Dice Control, Visualization and Imagery

Through the years I’ve written extensively on the mental aspects of craps and precision shooting. Of all the preparation routines precision shooters employ, none, in my opinion, is more powerful than visualization, or guided imagery.

Visualization is the process of creating a scene in the shooter’s mind of what he wants to happen. The shooter creates mental images, like pictures or movies, which recreate his best performance and/or define his desired performance.

While imagining these scenarios, the shooter touches on much more than the visual elements. His imagery may include kinesthetic (feelings) and auditory (sound) elements as well. With practice, skilled shooters can call up these images again and again – enhancing his achievements through practice that is very much like physical practice. With mental rehearsal, the mind and body become trained to physically perform the imagined skill.

You would not expect to be physically ready to compete in an athletic event without physical practice. The same goes for developing a mental skill such as guided imagery. For most of us, ten to fifteen minutes practice a day will suffice. Here’s a simple guided imagery exercise to get you started on the right foot.

Start out by sitting upright in a comfortable chair. Close your eyes. Breathe slowly and deeply. Visualize your breath being drawn in the nose, up to the top of the head, around and down the spine, and deep into your belly. Then exhale, visualizing the air rising up the front of your chest and out.

Take another deep breath, again visualizing the air moving up into the nose, to the top of the head, around and down the spine, and deep into your belly. Hold your breath for a four count. Then slowly let it out, mentally counting backward. Four, three, two, one. As the rest of the air leaves your body, say “ahhhh” and relax.

Repeat this breathing exercise four times. As you do so, tighten the muscles in your feet, then relax them. Concentrate on feeling the muscles relax. Repeat it again. Tighten the muscles in your calves, relax, feel the relaxation and repeat it again. Progressively relax the muscles of your thighs, your buttocks, your stomach and lower back. Then relax your chest, your upper back, your shoulders and your arms. Last of all, relax your hands, your neck, your face.

Take a deep breath. Hold it for a four count. Let it out counting backward. Four, three, two, one, ahhhh.

Imagine yourself in a favorite peaceful setting. It can be a beach, a forest, or anything. The important thing is to make it a place you’ve been before where you felt relaxed and happy and experienced a great sense of well-being. For this exercise, imagine you’re at the beach. You’re floating on an air mattress in the surf. Overhead, the sky is a giant blue bowl. The sun is warm on your skin and it’s heat penetrates deep within you, adding to your sense of wellness and relaxation. You feel the gentle rise and fall of the ocean. Hear the surf rushing across the sand. Smell the tang the sea and taste the salt on your lips. And as you take another deep breath, hold it, then let it out, your sense of relaxation becomes all encompassing. Four. Three. Two. One. Ahhhh.

Stay in this place for five to ten minutes, adding more sights, sounds, tastes, and feelings as you progressively relax. Experience your day at the beach as vividly as you can, with all of your senses. Then, when you are ready, slowly open your eyes. Lift your arms over your head and stretch. Stand, and if you are physically able, bend over and stretch your back and legs.
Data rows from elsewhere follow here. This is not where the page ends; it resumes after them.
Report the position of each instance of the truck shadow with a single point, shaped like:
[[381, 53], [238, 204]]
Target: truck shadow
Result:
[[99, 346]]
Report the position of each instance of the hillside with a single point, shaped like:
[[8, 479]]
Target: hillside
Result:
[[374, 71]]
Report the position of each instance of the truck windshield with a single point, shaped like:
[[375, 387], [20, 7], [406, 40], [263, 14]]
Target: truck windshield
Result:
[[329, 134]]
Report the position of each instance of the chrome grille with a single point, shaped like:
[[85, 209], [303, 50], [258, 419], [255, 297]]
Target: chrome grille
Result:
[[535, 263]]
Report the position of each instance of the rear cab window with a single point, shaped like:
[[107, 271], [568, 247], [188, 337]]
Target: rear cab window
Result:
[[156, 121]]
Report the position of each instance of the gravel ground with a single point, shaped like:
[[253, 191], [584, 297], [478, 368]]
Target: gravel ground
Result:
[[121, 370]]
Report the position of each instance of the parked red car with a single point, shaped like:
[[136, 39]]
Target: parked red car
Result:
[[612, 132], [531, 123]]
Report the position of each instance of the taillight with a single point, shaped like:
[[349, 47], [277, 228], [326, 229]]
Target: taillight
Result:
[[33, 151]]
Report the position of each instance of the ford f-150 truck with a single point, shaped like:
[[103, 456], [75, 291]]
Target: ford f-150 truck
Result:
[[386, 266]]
Then straighten up and shake out your arms, shaking off any remaining negative energy. Then think about what just happened.

Of course, this was just a simple relaxation exercise. But it is also a simple self-hypnosis induction routine. Visualizing a day at the beach was really a tool to aid in getting you to a fully relaxed state. But getting into a relaxed state is only the first step. Once you are adept at getting into a relaxed state, the next step is positive visualization. This is the most important step in developing your mental craps skills. This is where you create vivid positive images. If you want to become a point shooter, visualize yourself hitting point after point after point. See the dealer pushing piles of chips across the table to you. Feel the player next to you clapping you on the back and exchanging high fives. Hear the cheers of the crowd as your point comes back and it’s another hardway. Make the images so vivid and detailed that it is like watching a movie.

Last of all, utilize positive affirmations to reinforce your guided imagery. Tell yourself that you are the best shooter at the table – because you are. Affirm that you are going to double your bankroll this session – because you are. Know that you will have the discipline to quit while you are ahead and walk away a winner – because you will.

Visualization and guided imagery can be a powerful weapon in your precision shooting arsenal. Virtually every athletic training program uses some form of positive visualization as part of their practice routine. Daily use of positive visualization will help rid you of the doubts and fears that plague you when you approach the tables. Remember – each of us has unlimited potential. Visualization and guided imagery is just another way to tap into that potential and use it in a powerful way.

Just remember the magic word. “Ahhhhh.”